Beyond that, Harari generally seems unconcerned with differentiating the experience of Western Europe from the experience of “us”- the species. This is why I can’t recommend the book because this so thoroughly undermines his apparent goal. The book’s very name tells us that it will be a history of all of us and how we became so dominant in the world. And yet, so much of the book focuses on things that only a portion of H. sapiens ever developed but talks about them as if they were natural developments for our species as a whole. Agriculture? Writing? Money? A “brief history of humankind” that places the Agricultural Revolution as Part 2 of 4? Does an entire Part dedicate to Science, Capitalism, and Colonialism? These are all great things to talk about if you want to talk specifically about Western Europe, not if you’re writing something with such a grand concluding chapter title as “The Animal That Became a God.”

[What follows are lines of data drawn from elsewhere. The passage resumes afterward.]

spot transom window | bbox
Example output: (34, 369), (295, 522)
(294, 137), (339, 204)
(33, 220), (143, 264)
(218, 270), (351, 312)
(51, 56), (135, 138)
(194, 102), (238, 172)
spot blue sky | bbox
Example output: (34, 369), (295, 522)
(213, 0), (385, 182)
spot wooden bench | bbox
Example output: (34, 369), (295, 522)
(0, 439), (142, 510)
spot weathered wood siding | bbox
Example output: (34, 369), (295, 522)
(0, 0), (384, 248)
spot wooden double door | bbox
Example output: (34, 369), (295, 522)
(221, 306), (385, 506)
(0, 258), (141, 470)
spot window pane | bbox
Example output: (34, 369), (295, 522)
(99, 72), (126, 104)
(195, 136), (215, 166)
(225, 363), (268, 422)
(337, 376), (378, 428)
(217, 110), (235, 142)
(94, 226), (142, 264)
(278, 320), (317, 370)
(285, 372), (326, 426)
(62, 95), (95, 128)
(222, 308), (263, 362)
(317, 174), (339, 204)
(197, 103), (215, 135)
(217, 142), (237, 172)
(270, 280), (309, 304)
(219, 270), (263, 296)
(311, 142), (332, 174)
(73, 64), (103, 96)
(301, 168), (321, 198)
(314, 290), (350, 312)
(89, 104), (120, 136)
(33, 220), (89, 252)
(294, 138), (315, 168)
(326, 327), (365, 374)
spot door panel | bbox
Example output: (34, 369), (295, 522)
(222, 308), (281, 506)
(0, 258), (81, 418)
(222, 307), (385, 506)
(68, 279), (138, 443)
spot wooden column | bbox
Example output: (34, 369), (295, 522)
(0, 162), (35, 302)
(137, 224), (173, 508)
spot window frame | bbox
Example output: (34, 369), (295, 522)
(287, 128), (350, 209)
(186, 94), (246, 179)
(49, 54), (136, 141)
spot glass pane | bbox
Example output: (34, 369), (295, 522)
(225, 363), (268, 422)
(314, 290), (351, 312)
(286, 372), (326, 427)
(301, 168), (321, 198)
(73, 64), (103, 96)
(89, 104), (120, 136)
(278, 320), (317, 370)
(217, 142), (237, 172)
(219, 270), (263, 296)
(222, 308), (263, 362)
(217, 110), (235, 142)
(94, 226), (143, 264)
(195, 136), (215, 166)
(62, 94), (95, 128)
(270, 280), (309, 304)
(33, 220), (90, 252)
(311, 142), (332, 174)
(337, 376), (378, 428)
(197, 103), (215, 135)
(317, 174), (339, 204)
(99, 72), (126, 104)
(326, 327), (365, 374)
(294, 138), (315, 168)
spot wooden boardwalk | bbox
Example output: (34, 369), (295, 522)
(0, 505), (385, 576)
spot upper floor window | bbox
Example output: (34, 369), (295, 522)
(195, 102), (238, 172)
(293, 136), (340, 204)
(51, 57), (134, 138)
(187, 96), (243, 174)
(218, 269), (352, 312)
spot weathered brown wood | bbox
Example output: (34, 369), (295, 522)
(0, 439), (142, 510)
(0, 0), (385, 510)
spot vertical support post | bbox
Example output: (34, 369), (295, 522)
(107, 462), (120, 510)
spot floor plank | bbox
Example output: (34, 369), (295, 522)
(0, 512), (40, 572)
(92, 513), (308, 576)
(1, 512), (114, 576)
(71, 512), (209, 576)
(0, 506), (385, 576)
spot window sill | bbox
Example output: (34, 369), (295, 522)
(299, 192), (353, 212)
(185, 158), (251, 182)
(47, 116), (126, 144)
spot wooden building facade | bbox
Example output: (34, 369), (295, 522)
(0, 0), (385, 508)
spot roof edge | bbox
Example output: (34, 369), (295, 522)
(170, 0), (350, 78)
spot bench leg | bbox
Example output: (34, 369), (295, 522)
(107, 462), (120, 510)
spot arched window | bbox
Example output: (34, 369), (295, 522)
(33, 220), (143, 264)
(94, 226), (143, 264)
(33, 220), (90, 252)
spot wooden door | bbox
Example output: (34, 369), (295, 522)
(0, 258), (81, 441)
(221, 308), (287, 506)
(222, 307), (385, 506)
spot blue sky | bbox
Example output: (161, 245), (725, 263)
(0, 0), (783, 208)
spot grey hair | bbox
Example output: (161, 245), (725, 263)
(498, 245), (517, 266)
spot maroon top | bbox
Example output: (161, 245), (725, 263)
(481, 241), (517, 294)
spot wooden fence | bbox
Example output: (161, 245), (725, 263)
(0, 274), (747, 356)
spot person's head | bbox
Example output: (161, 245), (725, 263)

Tying back to the original point, this is a big issue because it plays right into readers’ preconceptions. Harari has given himself the soapbox from which to make exciting, provocative statements. Writing a “history of mankind?” Make it entirely about nomads and foragers- after all, only 3% of our species’s history has been after the agricultural revolution. Ignore the West until it gets to the globalizing era of 1500- after all, that’s how most history books treat the world beyond the Roman empire. Harari is not writing a book to challenge any preconceptions about the nature of humanity. He must know that he is writing for an audience that falsely believes that the story of “humankind” is one in which writing and Science are fundamental parts, an audience that sees human hunter-gatherers as “insignificant” (his words), an audience that sees evolution as directed, not random. He is writing an answer for the dude who looked at his iPhone, thought about “cavemen” for a second, then wondered “, How did we get from there to here?” but does so in a way that fits entirely into their problematic preconceptions about human societies.